Si je ne dis pas de bêtise, je crois qu’on était les premiers expatriés à Hong Kong il y a 15 ans. J’aimais beaucoup Hong Kong, j’étais déjà venu et j’étais même resté dans cet hôtel il y a 30 ans quand c’était encore le Regent (ndlr : l’Intercontinental Hong Kong sera d’ailleurs de nouveau renommé Regent Hong Kong après des travaux de grandes envergures qui seront entrepris en 2020). J’étais venu faire un repas dans ce lieu même. Et quelques années plus tard ils me proposent l’endroit. 
 
C’est donc l’Intercontinental Hong Kong qui est venu vous chercher ?
Oui parfaitement.
 
Hong Kong c’était le premier pays d’Asie où vous ouvriez une adresse ?
On a ouvert Tokyo à peu près en même temps, je ne sais plus vraiment si c’était avant ou après. 
Moi j’aime bien être le premier. J’aime faire le pari d’une destination. Une destination je n’ai pas envie d’y aller en quinzième ou en vingtième. Il y a une dynamique incroyable à Hong Kong et on est arrivés au bon moment. L’évolution qui s’est faite ici sur la restauration est incroyable. Ce n’est pas une évolution c’est même une révolution. 
 

(c): Pierre Monetta
(c): Pierre Monetta
Vous avez commencé en 2003 avec Spoon avant de changer de concept pour ouvrir Rech by Alain Ducasse en 2017. Pourquoi ce changement ? Et pourquoi ce concept, de fruits de mer, plutôt qu’un autre ?
Un concept il dure une douzaine d’années. Il était temps de changer. Moi j’aime bien le pari d’une autre proposition. Et les Hongkongais sont friands de poissons et de fruits de mer donc l’idée était de leur proposer une autre façon de les déguster. Pour moi cela faisait du sens. Et le décor s’y prêtait avec cette vue incroyable sur le Victoria Harbour. 
 

(c): Pierre Monetta
(c): Pierre Monetta
Vous travaillez beaucoup dans vos restaurants sur la saisonnalité des produits et sur les produits locaux mais ici vous proposez un restaurant de poissons et fruits de mer Français, cela ne va-t-il pas à l’encontre de ce que vous essayez de faire dans vos autres adresses ? 
On a des produits locaux ici mais c’est vrai que la plupart des produits sont importés.

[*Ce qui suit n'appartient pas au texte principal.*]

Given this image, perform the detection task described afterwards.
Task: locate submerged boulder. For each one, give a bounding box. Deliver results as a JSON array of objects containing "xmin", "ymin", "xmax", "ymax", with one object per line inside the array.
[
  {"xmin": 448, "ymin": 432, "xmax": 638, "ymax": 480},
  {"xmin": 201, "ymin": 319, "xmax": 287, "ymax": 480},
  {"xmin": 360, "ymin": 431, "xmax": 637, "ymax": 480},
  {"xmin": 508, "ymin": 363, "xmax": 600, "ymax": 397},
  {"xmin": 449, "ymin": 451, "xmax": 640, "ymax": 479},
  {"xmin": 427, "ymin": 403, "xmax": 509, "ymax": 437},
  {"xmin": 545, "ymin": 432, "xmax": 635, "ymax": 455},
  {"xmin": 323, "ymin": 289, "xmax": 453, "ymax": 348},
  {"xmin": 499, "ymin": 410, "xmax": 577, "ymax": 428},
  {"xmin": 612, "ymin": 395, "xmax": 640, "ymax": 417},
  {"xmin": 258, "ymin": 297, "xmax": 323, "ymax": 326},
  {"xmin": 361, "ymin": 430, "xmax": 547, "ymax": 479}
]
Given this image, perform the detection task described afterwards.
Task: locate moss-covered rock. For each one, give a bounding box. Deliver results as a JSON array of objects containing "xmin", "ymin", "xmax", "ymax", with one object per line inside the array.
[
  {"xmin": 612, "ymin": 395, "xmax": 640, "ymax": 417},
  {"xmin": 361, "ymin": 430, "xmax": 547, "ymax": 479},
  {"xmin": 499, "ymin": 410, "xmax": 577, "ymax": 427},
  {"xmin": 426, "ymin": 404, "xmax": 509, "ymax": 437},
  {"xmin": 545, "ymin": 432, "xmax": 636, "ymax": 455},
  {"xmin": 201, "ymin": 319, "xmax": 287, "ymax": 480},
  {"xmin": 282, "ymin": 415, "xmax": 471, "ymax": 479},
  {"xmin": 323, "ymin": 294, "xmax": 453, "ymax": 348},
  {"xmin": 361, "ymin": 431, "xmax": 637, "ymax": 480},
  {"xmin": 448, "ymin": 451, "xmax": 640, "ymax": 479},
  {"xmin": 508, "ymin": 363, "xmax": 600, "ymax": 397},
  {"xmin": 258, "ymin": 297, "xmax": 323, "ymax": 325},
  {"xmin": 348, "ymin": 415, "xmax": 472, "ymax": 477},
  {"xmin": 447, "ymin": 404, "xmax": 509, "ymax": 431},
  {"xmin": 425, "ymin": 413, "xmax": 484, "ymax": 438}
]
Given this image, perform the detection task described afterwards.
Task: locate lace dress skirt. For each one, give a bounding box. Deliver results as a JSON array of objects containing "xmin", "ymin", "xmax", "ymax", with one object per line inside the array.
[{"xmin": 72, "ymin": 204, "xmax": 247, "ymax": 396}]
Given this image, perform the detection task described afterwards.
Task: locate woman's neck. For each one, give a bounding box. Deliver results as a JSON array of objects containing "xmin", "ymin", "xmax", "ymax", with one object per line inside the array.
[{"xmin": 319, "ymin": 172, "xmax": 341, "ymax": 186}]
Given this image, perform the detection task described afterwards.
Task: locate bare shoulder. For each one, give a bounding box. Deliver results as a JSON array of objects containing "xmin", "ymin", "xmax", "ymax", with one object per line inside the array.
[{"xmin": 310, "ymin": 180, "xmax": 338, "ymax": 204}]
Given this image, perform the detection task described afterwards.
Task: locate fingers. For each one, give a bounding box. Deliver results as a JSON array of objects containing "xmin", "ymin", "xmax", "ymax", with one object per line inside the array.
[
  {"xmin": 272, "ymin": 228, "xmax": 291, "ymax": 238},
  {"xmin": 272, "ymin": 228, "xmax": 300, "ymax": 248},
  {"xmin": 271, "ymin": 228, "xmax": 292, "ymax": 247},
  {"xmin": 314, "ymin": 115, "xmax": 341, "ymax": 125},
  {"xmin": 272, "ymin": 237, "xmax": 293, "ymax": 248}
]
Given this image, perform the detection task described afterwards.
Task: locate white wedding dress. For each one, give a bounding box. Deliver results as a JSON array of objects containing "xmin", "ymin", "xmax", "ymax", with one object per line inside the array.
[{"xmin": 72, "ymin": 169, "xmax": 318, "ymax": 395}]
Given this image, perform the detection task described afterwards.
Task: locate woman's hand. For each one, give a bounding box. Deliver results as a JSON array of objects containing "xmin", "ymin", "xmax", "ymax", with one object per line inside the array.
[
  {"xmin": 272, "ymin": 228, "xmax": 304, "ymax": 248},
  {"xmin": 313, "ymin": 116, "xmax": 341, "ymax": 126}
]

On ne prend des produits locaux que s’ils sont de la qualité des produits que l’on pourrait importer. Ici on se veut Français et on travaille à 80% sur des produits Français. Tous les pays ne se prêtent malheureusement pas à un sourcing local. Au Japon notre sourcing est essentiellement local car le Japon est un pays au terroir très riche, avec des produits de la terre et des produits de la mer qui sont incroyables. Mais nous sommes intraitables sur la traçabilité de nos produits. Partout dans le monde nous savons d’où viennent nos produits. Et nous donnons cette information au consommateur qui est de plus en plus attentif à ce genre de questions. La qualité du sourcing est importante.
 
Vous venez 3-4 fois par an à Hong et Macau, connaissez-vous un peu les autres chefs étoilés présents à Hong Kong ?

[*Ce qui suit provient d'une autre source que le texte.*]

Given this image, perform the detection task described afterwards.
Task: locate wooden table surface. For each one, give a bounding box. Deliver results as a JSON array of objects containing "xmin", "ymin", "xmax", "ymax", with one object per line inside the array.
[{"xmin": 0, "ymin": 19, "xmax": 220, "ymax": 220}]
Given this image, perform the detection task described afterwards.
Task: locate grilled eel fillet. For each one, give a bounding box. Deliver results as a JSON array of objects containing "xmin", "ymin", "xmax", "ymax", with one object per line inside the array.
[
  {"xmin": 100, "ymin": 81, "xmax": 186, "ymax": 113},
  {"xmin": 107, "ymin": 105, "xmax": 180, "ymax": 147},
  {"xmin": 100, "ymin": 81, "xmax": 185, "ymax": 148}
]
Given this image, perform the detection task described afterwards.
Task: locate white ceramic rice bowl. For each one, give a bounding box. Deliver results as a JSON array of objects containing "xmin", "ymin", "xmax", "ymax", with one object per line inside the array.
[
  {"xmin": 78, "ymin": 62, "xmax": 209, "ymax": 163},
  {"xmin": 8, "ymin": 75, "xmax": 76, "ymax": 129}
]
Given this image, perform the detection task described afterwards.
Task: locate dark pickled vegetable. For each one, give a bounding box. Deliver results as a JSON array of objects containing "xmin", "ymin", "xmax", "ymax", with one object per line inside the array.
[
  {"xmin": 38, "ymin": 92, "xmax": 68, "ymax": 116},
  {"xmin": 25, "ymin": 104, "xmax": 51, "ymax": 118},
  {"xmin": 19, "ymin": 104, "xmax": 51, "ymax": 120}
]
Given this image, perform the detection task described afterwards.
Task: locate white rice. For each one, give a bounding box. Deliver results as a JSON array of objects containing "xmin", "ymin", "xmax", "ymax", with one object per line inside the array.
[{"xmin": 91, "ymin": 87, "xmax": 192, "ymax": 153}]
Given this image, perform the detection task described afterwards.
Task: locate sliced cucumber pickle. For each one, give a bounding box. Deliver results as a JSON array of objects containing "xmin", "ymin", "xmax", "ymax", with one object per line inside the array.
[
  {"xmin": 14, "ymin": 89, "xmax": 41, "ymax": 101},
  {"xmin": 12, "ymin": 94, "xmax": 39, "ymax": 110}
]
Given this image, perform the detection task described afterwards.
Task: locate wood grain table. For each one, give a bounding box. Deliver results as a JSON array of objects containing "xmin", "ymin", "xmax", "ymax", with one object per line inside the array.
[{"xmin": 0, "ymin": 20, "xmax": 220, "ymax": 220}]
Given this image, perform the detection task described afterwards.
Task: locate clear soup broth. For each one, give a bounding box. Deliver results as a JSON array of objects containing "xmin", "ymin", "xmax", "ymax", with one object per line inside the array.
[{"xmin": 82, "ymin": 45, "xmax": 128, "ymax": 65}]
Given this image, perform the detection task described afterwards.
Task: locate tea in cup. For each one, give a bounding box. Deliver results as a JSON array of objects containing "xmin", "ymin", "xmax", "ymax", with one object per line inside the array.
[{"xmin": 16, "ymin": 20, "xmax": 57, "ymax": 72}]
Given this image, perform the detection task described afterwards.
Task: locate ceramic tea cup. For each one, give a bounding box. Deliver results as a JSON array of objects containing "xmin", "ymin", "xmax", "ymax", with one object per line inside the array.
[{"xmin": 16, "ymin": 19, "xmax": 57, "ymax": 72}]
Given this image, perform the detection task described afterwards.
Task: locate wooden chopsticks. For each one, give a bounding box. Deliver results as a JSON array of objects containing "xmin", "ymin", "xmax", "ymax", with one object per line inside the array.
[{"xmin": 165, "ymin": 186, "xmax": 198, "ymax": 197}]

Je connais Richard Ekkebus (ndlr : Executive Chef d’Amber à The Landmark, Mandarin Oriental) depuis des années. Richard n’est pas Français mais il est ambassadeur de la cuisine Française. Je connais aussi Guillaume Galliot  au Four Seasons. 
 
Si vous deviez me recommander un restaurant à Hong Kong (en dehors de Rech by Alain Ducasse évidemment) ?

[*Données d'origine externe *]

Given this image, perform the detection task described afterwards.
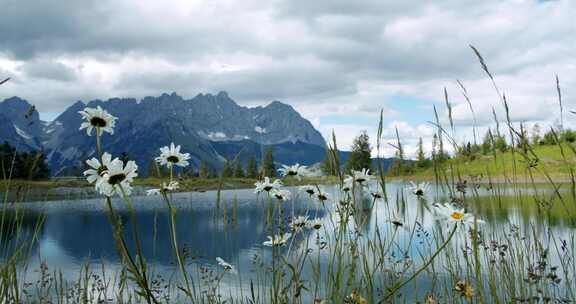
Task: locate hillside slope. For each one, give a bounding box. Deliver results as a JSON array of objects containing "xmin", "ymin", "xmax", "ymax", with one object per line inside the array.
[{"xmin": 410, "ymin": 144, "xmax": 576, "ymax": 181}]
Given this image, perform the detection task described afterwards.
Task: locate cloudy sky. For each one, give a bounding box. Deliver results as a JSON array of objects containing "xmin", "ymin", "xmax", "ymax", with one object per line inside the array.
[{"xmin": 0, "ymin": 0, "xmax": 574, "ymax": 156}]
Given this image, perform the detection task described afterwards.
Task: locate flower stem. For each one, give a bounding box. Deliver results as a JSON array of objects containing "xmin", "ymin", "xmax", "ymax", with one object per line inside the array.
[{"xmin": 381, "ymin": 223, "xmax": 458, "ymax": 302}]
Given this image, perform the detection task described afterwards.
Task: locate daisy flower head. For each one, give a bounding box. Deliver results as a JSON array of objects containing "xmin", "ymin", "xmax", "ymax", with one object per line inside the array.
[
  {"xmin": 385, "ymin": 214, "xmax": 410, "ymax": 232},
  {"xmin": 83, "ymin": 152, "xmax": 115, "ymax": 184},
  {"xmin": 254, "ymin": 177, "xmax": 283, "ymax": 194},
  {"xmin": 341, "ymin": 178, "xmax": 353, "ymax": 192},
  {"xmin": 216, "ymin": 257, "xmax": 237, "ymax": 274},
  {"xmin": 155, "ymin": 143, "xmax": 190, "ymax": 168},
  {"xmin": 78, "ymin": 106, "xmax": 117, "ymax": 136},
  {"xmin": 299, "ymin": 184, "xmax": 316, "ymax": 196},
  {"xmin": 146, "ymin": 181, "xmax": 179, "ymax": 196},
  {"xmin": 351, "ymin": 168, "xmax": 372, "ymax": 184},
  {"xmin": 290, "ymin": 215, "xmax": 309, "ymax": 232},
  {"xmin": 278, "ymin": 163, "xmax": 309, "ymax": 180},
  {"xmin": 316, "ymin": 191, "xmax": 330, "ymax": 203},
  {"xmin": 96, "ymin": 159, "xmax": 138, "ymax": 197},
  {"xmin": 433, "ymin": 203, "xmax": 485, "ymax": 226},
  {"xmin": 409, "ymin": 181, "xmax": 430, "ymax": 196},
  {"xmin": 370, "ymin": 191, "xmax": 383, "ymax": 200},
  {"xmin": 306, "ymin": 218, "xmax": 323, "ymax": 230},
  {"xmin": 270, "ymin": 188, "xmax": 291, "ymax": 202},
  {"xmin": 263, "ymin": 233, "xmax": 292, "ymax": 247}
]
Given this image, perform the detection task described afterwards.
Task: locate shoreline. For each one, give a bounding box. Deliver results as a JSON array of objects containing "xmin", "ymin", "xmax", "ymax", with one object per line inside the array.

Moi j’aime beaucoup Ho Lee Fook. Jowett (ndlr : Executive Chef d’Ho Lee Fook) est un garçon avec une tonicité, une expression d’une cuisine métisse, j’aine sa cuisine pêchue et libérée. J’aime aussi beaucoup l’endroit et son atmosphère. 
 
En parlant de métissage de cuisine, est-ce que c’est une direction que vous pensez prendre un jour en vous inspirant des pays où vous avez des adresses ?
Non. Je reste Français. Je ne vais pas aller me mettre en compétition avec des chefs qui ont un savoir-faire unique et je préfère perfectionner mon propre savoir-faire unique.  
 
Des plans d’ouverture à Hong Kong ou ailleurs ?
Pas à Hong Kong, non. Hong Kong c’est une adresse et ça restera comme cela. Mais nous ouvrons Singapour, au Raffles Hotel, avant la fin de l’année, et Bangkok.